Глядит женщина в писаный образ Бонифатия и беззвучно губами шевелит, просит, значит. Вот тут и становится икона иконой. Или нет. Выплакала она, сердешная, беду (всё не наедине), да пошла домой с надеждой на Бога. Значит, удалась икона. А если "очаровал" её Бонифатий: как живой, смотрит с иконы полными слёз глазами, жалеет её, бедную, будто говорит: "Не плачь, дщерь, ступай с миром, я тебе помогу!"
Кто знает, впорхнула молитва женщины в чертоги Божьи или "увязла" в писаных слезах Бонифатия?..
Иконописание – тонкое дело. Смотришь на древнюю икону и независимо от того, кто на ней изображён – думаешь о Боге. Наверное, древним тоже приходилось ломать голову над задачей "незримого" соприсутствия иконописца в святом образе. Потому иконы, писанные со страхом Божиим, издревле на Руси не подписывались.
Вообще, страх Божий – великое состояние души. Это не мирской трепет перед наказанием, не пугливое угодничество перед сильным, это – доверие. Высокое доверие души, малой частицы огромного Вселенского Духа, к своей "Митрополии". Доверие, которое метлой выметает из нас недобрые мысли и похотливые страсти, всё то, что противно Божественному первородству нашему.
Часть 3.
Похожие мысли кружились в голове Фёдора, когда он намечал фигуру преподобного Андрея. Линии ложились ладно. Фёдор даже удивился, глядя, как его резец без помарок наносили на левкас строгую графью образа.

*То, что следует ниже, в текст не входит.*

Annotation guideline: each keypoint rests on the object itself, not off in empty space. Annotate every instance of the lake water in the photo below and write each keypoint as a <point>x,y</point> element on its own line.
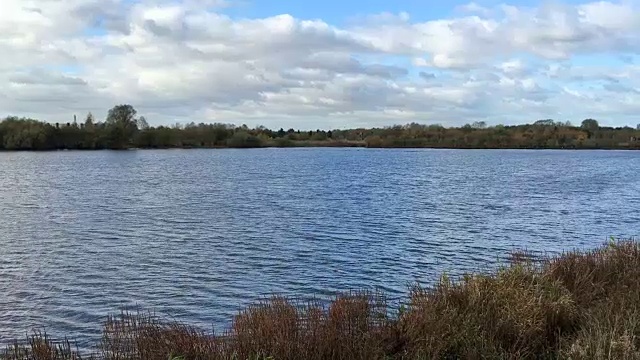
<point>197,234</point>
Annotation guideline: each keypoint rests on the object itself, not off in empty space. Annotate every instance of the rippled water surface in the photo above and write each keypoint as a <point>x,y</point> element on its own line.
<point>196,234</point>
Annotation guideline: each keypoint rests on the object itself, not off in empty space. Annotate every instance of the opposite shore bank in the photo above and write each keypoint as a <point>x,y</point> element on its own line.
<point>122,129</point>
<point>580,305</point>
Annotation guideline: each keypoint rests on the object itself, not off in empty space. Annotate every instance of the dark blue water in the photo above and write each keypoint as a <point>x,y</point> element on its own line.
<point>196,234</point>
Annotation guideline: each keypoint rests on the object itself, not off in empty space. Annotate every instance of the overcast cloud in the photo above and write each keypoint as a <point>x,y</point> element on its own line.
<point>181,61</point>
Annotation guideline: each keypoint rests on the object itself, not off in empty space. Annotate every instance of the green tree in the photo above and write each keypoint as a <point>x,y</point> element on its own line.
<point>122,125</point>
<point>590,124</point>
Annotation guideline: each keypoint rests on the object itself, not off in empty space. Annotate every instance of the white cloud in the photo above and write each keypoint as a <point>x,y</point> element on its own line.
<point>187,61</point>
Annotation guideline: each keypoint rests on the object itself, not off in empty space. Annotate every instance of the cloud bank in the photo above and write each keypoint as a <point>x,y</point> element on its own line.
<point>188,61</point>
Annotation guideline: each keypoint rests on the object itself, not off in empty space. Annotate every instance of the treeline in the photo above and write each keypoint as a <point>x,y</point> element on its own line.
<point>122,129</point>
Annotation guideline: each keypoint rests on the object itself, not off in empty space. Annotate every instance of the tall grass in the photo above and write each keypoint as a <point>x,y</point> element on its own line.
<point>580,305</point>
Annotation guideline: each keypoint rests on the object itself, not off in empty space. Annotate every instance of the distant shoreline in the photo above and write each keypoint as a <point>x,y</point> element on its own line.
<point>123,130</point>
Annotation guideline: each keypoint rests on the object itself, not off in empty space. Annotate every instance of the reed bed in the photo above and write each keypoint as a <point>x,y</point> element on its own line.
<point>579,305</point>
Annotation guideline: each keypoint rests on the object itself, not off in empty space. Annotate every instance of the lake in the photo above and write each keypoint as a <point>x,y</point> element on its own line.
<point>197,234</point>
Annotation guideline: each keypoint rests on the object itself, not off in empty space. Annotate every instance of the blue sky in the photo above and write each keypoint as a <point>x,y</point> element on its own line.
<point>259,62</point>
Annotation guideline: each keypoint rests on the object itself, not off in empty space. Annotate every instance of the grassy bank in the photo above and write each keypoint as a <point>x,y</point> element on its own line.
<point>581,305</point>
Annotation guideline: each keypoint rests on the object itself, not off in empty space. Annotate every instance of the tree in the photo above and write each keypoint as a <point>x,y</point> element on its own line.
<point>89,121</point>
<point>547,122</point>
<point>122,124</point>
<point>142,123</point>
<point>590,124</point>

Вскоре работа подошла к цвету. Краски Фёдор принципиально готовил сам. Он пробовал несколько раз пользоваться готовой темперой, но палитра цветов, созданная не им, каждый раз уводила работу в сторону. Он не мог побороть искушение "блеснуть" цветовыми возможностями сочных фабричных красок, увлекался живописью и вскоре забывал, зачем взял в руки художество.

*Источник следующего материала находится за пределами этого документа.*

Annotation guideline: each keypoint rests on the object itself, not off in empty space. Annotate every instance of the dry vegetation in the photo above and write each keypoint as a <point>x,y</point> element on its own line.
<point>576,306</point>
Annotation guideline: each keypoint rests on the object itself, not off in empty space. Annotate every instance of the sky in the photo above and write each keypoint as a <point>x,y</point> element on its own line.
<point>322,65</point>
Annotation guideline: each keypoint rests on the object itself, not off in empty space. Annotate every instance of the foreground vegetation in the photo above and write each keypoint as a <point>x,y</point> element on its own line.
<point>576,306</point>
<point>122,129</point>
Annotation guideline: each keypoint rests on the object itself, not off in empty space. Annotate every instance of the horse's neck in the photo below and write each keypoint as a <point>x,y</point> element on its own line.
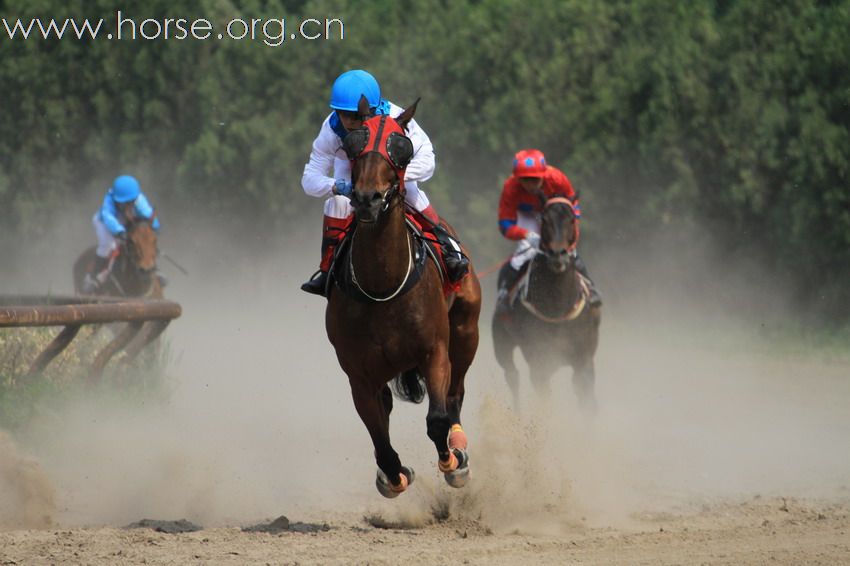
<point>380,254</point>
<point>552,292</point>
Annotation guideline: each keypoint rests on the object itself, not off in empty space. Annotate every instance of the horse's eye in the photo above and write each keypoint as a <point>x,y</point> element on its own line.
<point>399,150</point>
<point>355,142</point>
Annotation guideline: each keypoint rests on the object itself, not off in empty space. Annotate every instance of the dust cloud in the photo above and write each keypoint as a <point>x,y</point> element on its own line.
<point>696,403</point>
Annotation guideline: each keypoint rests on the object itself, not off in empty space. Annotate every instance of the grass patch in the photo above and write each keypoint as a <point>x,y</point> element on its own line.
<point>23,398</point>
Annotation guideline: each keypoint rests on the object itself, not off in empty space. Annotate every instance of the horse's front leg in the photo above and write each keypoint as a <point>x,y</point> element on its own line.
<point>453,462</point>
<point>374,408</point>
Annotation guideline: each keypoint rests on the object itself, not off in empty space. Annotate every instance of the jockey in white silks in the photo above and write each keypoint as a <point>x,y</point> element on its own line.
<point>328,173</point>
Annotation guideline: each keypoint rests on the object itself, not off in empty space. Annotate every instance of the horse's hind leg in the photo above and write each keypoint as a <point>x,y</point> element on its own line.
<point>374,410</point>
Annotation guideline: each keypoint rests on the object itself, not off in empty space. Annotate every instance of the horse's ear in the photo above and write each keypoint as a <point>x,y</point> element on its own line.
<point>405,117</point>
<point>363,107</point>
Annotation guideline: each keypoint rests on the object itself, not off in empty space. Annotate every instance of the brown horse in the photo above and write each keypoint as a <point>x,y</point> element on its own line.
<point>414,331</point>
<point>134,269</point>
<point>551,321</point>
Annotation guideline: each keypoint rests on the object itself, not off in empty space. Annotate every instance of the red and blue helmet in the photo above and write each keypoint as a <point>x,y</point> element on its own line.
<point>529,163</point>
<point>350,86</point>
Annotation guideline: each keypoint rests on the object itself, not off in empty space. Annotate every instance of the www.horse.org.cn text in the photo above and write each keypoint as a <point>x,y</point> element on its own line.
<point>272,32</point>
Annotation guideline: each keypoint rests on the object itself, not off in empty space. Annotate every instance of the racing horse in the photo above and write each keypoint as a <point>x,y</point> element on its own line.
<point>551,320</point>
<point>133,274</point>
<point>413,335</point>
<point>133,271</point>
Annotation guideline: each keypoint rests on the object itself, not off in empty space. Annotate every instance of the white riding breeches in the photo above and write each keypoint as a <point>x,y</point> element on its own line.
<point>524,251</point>
<point>105,240</point>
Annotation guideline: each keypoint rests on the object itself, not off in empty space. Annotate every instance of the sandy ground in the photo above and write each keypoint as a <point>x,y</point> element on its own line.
<point>757,531</point>
<point>712,446</point>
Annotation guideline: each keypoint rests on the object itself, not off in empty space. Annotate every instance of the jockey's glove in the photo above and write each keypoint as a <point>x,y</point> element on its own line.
<point>343,188</point>
<point>533,239</point>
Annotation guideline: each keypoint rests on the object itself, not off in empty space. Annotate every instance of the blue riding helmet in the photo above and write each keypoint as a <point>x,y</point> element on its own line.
<point>349,86</point>
<point>125,188</point>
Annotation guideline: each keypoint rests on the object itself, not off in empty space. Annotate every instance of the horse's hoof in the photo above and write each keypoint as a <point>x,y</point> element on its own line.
<point>460,475</point>
<point>391,491</point>
<point>457,438</point>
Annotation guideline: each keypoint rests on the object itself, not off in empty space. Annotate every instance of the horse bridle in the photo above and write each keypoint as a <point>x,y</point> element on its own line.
<point>563,200</point>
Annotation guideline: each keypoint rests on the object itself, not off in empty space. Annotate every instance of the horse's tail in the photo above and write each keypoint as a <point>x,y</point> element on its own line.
<point>409,386</point>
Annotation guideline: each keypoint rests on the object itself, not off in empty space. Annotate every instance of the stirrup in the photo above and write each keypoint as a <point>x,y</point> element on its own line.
<point>316,284</point>
<point>457,265</point>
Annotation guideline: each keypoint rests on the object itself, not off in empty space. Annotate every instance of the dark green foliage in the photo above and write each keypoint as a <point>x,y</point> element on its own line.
<point>735,114</point>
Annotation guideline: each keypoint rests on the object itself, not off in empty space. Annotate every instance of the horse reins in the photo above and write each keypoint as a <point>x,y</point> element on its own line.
<point>400,287</point>
<point>568,202</point>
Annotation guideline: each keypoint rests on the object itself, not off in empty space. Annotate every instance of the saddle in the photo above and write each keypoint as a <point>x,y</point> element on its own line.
<point>425,246</point>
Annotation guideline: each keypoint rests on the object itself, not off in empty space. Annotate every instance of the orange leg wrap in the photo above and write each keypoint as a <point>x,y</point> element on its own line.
<point>457,438</point>
<point>450,465</point>
<point>401,486</point>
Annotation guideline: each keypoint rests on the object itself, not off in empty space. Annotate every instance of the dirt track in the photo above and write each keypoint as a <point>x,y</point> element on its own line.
<point>758,531</point>
<point>710,448</point>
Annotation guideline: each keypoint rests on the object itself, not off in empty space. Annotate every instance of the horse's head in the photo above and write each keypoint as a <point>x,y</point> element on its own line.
<point>141,248</point>
<point>559,233</point>
<point>379,152</point>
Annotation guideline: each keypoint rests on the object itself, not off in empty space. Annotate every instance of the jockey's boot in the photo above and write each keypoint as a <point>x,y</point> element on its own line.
<point>508,277</point>
<point>333,230</point>
<point>457,264</point>
<point>96,277</point>
<point>595,298</point>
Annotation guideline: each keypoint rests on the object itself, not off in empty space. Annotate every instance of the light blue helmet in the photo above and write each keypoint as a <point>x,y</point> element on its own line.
<point>125,188</point>
<point>349,86</point>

Когда же красочные смеси он творил, т. е. готовил сам, подбирая пигменты под замысел, колорит иконы просматривался уже заранее. Оставалось только выкрасить и прописать изображение. "Странно, – размышлял Фёдор, – "травяная зелёная" – хорошая заводская краска, но мёртвая, а смешаешь натуральную охру с глауконитом – полынью пахнет!"

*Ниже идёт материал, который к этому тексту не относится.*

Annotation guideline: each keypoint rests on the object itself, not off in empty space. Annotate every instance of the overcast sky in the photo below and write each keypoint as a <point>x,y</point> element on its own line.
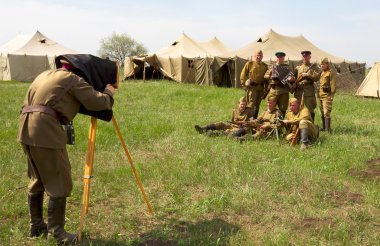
<point>345,28</point>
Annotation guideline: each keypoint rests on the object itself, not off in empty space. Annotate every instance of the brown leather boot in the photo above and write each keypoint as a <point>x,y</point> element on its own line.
<point>328,125</point>
<point>37,225</point>
<point>56,221</point>
<point>323,124</point>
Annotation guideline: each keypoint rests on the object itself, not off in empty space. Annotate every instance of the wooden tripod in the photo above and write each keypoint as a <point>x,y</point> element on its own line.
<point>88,169</point>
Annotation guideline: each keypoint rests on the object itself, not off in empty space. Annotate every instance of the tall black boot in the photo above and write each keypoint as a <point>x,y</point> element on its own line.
<point>255,113</point>
<point>328,124</point>
<point>201,130</point>
<point>323,123</point>
<point>37,225</point>
<point>304,139</point>
<point>56,221</point>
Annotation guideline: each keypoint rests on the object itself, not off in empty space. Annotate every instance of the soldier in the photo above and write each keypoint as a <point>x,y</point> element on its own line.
<point>326,93</point>
<point>54,98</point>
<point>264,124</point>
<point>278,81</point>
<point>241,114</point>
<point>253,82</point>
<point>306,75</point>
<point>300,118</point>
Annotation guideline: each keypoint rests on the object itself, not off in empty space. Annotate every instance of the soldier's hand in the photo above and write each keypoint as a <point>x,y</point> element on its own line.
<point>111,88</point>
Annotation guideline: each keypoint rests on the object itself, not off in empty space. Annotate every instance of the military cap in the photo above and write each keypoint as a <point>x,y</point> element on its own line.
<point>325,61</point>
<point>305,52</point>
<point>271,99</point>
<point>64,61</point>
<point>292,100</point>
<point>280,54</point>
<point>243,99</point>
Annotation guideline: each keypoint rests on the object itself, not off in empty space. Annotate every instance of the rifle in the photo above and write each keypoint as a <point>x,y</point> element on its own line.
<point>295,137</point>
<point>300,77</point>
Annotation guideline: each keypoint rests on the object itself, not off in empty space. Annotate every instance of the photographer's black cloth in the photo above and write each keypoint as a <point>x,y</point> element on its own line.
<point>97,72</point>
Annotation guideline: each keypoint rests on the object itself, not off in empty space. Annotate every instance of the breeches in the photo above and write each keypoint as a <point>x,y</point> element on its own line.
<point>312,130</point>
<point>48,170</point>
<point>254,98</point>
<point>309,101</point>
<point>325,105</point>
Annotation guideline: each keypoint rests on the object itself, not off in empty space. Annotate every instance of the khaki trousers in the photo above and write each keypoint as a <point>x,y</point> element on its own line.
<point>48,170</point>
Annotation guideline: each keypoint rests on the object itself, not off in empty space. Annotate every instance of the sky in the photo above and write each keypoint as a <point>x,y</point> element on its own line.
<point>345,28</point>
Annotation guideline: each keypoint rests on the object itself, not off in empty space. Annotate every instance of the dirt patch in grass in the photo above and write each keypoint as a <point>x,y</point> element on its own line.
<point>342,198</point>
<point>371,172</point>
<point>314,223</point>
<point>157,242</point>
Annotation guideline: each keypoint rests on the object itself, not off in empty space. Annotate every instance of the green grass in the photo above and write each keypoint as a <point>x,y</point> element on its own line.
<point>205,190</point>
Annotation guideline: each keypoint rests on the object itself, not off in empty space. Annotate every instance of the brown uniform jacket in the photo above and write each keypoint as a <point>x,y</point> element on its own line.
<point>276,87</point>
<point>43,130</point>
<point>303,114</point>
<point>327,86</point>
<point>254,71</point>
<point>306,85</point>
<point>241,116</point>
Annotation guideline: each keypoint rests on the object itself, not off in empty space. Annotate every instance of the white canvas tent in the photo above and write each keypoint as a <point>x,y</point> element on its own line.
<point>271,42</point>
<point>26,56</point>
<point>370,86</point>
<point>183,60</point>
<point>348,73</point>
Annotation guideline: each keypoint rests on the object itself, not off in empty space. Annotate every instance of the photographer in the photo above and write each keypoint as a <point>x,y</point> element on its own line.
<point>53,100</point>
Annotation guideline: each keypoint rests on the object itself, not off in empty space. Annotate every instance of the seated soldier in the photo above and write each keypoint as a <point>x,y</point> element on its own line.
<point>241,114</point>
<point>263,126</point>
<point>300,118</point>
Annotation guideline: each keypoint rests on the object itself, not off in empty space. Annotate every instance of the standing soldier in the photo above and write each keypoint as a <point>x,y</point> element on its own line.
<point>298,117</point>
<point>253,82</point>
<point>279,77</point>
<point>306,75</point>
<point>326,93</point>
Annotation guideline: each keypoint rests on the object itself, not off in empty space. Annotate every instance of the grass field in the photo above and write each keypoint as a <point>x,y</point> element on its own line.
<point>205,190</point>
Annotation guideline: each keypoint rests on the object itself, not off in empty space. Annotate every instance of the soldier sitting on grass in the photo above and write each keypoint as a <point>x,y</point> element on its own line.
<point>300,118</point>
<point>241,114</point>
<point>263,126</point>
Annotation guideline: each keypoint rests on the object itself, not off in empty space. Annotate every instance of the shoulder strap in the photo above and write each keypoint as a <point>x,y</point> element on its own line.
<point>63,92</point>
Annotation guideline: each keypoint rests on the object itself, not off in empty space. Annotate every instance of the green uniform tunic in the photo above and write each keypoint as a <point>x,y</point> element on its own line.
<point>327,89</point>
<point>42,136</point>
<point>277,89</point>
<point>254,71</point>
<point>266,120</point>
<point>302,120</point>
<point>306,85</point>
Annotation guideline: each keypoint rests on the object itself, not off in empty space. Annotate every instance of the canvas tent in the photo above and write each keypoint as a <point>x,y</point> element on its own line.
<point>370,87</point>
<point>26,56</point>
<point>348,73</point>
<point>185,60</point>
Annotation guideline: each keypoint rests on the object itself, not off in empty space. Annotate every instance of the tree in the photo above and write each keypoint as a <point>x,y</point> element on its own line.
<point>119,46</point>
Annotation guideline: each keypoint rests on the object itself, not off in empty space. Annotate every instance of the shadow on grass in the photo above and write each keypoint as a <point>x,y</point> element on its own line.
<point>207,232</point>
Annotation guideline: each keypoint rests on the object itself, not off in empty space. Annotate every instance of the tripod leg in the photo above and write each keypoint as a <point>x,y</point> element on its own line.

Фёдор открыл холодильник, достал пару куриных яиц, вскрыл каждое с толстого торца и аккуратно отделил желток от белка (это надо делать очень тщательно, т. к. белок пенит краску). Затем разбавил желтковую массу белым столовым вином и добавил пару капель из кувшина с надписью "Святая вода"…
Время близилось к обеду.
– Федя, всё готово, можешь мыть руки, – прозвенел из кухни весёлый мамин голосок. Мама Феди в молодые годы пела в знаменитом Уральском хоре. Потом вышла замуж, переехала с мужем "в Европу", поближе к Москве. На новом месте прижилась, родила сына, а вот петь не перестала. Всё, что ни делала – делала с внутренней сердечной музыкой. Оттого всегда казалась лёгкой, как мажорная нотка. Когда Григорий бросил семью, польстившись на другую женщину, певунья не замкнулась в горе. И лишь наступало утро, она снова пела, пела ради сына. Такая была птица.
Соседские старухи ей вслед верещали: "Мужика потеряла, а сама – хыть бы что!" Маленький Федя спрашивал маму: "Мам, чего они на тебя зарятся?" Она отвечала: "А кто их знает, любят, наверное!.."
Часть 4.
– Мам, я потом! – бросил через плечо Фёдор и склонился с курантом* над будущей краской.
Когда готов рисунок и процарапана на левкасе графья, начинается живопись. Живопись может быть простой и сложной в зависимости от художественного замысла. Этот этап работы над иконой является, пожалуй, единственным, когда иконописец может проявить свои личные творческие качества.
На последнем же этапе, который именуется "пропись" (пропись деталей), работа, как и при нанесении рисунка, должна быть выполнена строго канонично, иначе икона не проявит себя.
Кстати о каноне.
Одни благоговеют перед понятием "канон", другие отмахиваются от него: "Не приведи, Бог!". А ведь Бог устами Своих угодников благоволит именно канону как древней основе всякого художественного творчества.
"Представьте, – говорил великий мыслитель XX-ого века о. Павел Флоренский, – художник держит на руках ларец, в котором собрано всё его жизненное творчество. Чем крупней художник, тем крупнее его ларец. Стоит такой художник посреди житейских дорог, да людям содержимое ларца показывает. Те смотрят, дивятся – лепота! Но не всем тот ларец виден за головами первых. Тысячи людей проходят мимо, а ларец примечают – единицы.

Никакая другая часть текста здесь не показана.